Seth Waugh to step down as CEO of PGA of America

By | June 27, 2024

Seth Waugh resigns as CEO of the PGA of America

Seth Waugh announced that he will step down from the board of directors of the Professional Golf Association of America when his contract expires on June 30.

Waugh, the former CEO of Deutsche Bank Americas, joined the PGA of America as CEO in September 2018. His reign on the governing body has coincided with a tumultuous and upheaval-ridden period in the sport and in the country.
“I recently informed the board that I will not be renewing my contract, which expires on June 30, but I am honoured to continue to serve the association as a senior advisor,” Waugh said in a statement. “It has been a true honor and privilege to serve as CEO of the PGA of America for the past six years.”

Waugh, 66, was responsible for the PGA of America’s decision to move the 2022 PGA Championship from Donald Trump’s Bedminster (New Jersey) golf club after supporters of the president stormed the U.S. Capitol during a joint session of Congress on January 6, 2021, to formally certify President-elect Joe Biden’s election victory. In an interview with The Associated Press, Waugh said his organization was caught in a “political situation beyond our control.”

Waugh also played a role in postponing the 2020 Ryder Cup, held at Whistling Straits next fall amid the COVID-19 pandemic, so fans could safely watch the biennial U.S.-U.S.-Europe match.

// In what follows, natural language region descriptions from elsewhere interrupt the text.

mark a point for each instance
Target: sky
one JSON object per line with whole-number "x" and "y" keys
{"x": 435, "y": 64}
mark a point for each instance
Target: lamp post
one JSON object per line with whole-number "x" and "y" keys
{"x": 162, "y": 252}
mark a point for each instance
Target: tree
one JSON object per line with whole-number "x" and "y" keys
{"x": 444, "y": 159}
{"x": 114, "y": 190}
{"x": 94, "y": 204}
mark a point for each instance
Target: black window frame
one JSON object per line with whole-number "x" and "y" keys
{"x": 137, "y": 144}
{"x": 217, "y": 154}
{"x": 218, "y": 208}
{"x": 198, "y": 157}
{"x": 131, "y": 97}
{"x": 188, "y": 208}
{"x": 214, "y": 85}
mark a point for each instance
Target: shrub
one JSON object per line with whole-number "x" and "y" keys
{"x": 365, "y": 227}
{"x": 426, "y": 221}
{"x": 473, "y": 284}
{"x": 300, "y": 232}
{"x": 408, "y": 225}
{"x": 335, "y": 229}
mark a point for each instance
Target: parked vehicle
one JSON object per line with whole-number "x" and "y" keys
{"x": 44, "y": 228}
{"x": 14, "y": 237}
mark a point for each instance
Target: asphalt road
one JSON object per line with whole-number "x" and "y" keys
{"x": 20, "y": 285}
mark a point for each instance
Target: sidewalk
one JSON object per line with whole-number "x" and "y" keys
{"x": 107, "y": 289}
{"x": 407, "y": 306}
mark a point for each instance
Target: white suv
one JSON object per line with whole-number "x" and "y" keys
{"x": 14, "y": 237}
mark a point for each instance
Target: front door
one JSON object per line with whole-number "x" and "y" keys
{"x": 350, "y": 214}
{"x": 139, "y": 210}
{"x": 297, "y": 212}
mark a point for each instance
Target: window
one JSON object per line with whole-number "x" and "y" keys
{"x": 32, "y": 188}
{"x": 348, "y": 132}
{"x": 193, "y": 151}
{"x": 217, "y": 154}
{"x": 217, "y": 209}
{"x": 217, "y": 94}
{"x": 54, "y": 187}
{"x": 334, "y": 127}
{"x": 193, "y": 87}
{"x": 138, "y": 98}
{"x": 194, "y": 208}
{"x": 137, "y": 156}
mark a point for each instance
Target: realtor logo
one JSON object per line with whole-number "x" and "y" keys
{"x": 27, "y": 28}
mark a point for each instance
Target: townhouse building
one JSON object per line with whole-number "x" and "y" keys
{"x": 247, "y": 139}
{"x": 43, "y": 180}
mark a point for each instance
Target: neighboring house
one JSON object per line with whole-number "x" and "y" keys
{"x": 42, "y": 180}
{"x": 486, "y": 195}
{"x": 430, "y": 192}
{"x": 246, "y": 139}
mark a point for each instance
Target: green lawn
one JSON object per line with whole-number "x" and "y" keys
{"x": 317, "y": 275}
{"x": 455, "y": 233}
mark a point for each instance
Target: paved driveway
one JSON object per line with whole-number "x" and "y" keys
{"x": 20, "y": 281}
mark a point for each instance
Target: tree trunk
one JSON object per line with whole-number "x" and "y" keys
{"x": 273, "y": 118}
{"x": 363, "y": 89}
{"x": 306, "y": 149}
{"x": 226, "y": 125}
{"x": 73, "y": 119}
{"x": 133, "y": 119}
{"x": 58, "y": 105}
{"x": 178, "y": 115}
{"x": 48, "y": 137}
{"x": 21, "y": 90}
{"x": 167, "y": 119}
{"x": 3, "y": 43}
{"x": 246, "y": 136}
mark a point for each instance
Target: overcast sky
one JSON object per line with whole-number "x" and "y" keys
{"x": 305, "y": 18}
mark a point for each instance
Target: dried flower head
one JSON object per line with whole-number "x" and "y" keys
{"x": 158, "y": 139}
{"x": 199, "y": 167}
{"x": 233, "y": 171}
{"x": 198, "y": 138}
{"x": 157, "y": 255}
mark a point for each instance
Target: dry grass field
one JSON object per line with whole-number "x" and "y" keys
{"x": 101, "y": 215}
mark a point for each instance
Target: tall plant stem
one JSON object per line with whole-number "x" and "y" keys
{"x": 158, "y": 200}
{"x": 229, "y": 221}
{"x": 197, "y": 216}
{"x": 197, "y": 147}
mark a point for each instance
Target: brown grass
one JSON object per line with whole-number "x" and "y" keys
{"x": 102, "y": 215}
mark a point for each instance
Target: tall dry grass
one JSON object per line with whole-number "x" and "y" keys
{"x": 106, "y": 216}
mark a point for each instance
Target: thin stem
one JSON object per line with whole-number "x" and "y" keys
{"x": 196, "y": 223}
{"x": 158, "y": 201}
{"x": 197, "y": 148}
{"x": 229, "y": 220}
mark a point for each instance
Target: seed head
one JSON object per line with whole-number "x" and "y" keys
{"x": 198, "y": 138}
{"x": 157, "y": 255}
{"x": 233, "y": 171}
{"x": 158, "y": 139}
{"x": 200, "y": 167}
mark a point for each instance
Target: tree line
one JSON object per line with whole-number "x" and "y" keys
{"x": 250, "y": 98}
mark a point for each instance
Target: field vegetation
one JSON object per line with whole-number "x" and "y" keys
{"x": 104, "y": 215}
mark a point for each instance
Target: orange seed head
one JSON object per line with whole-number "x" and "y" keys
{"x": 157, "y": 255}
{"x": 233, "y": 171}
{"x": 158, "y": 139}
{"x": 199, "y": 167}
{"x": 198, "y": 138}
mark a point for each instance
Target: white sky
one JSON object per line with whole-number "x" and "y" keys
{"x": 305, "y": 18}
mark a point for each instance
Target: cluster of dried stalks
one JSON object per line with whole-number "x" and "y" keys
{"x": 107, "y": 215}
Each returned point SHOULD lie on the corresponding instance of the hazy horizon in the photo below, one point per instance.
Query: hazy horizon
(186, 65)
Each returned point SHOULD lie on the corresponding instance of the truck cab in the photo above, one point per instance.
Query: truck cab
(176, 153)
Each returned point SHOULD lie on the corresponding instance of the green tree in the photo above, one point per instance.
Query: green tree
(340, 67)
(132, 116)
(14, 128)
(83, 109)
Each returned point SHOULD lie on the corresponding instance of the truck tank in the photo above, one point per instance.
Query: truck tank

More recently, Waugh has been caught in the middle of a battle within the professional game between the PGA Tour and LIV Golf. Waugh initially reported in 2021 that players who had defected to the Saudi-backed tour would likely be ineligible to play in the PGA Championship, and followed those comments later by calling the LIV proposal “flawed » and “not good for the game”.

However, no LIV players were ultimately banned from the 2023 or 2024 PGA Championships – with LIV captain Brooks Koepka having won the Wanamaker Trophy at Oak Hill – and last month at the PGA Championship, Waugh expressed his hope that the tour and LIV unite to bring an end. the schism.
“I hope there’s a deal,” Waugh told Valhalla. “I think both sides are not only eager to reach an agreement, but really need one. In my history of negotiating deals, when both sides need something to happen, it usually happens.” I don’t know the time. There is no insider information you do not have. But I hope there is an agreement over time.

V and PGA also participated in discussions linked to Golflor backs solved by USGA and R & A. –Valkhalla confirmed that its organization and its members were afraid that they had lost the urge to start the pandemic. “I think what we’re most afraid of is the growth part of the game: are we going to ruin it for the half or half of the one percent that exists there, and where do we draw the line? On what is elite and what is not. Is the club championship elite or not? – said Waugh. “I’m happy it’s one rule instead of two, and the game will be bigger than that,” Waugh added. “We can all talk about that, but I think the game will be better for recreation and better for the pros.”

On the business side of things for the PGA of America, the organization is relocating its headquarters to Frisco, Texas, with a new facility opening in the summer of 2022. The Frisco location, a 106,622 square foot multi-purpose campus on more than 600 acres of land, will also host a number of future PGA of America Championships, including two PGA Championships and likely the Ryder Cup.
It is unclear who will replace Waugh in the long term. The news appeared when Martin Slbibers, the director of R & A, was expected to resign at the end of the year.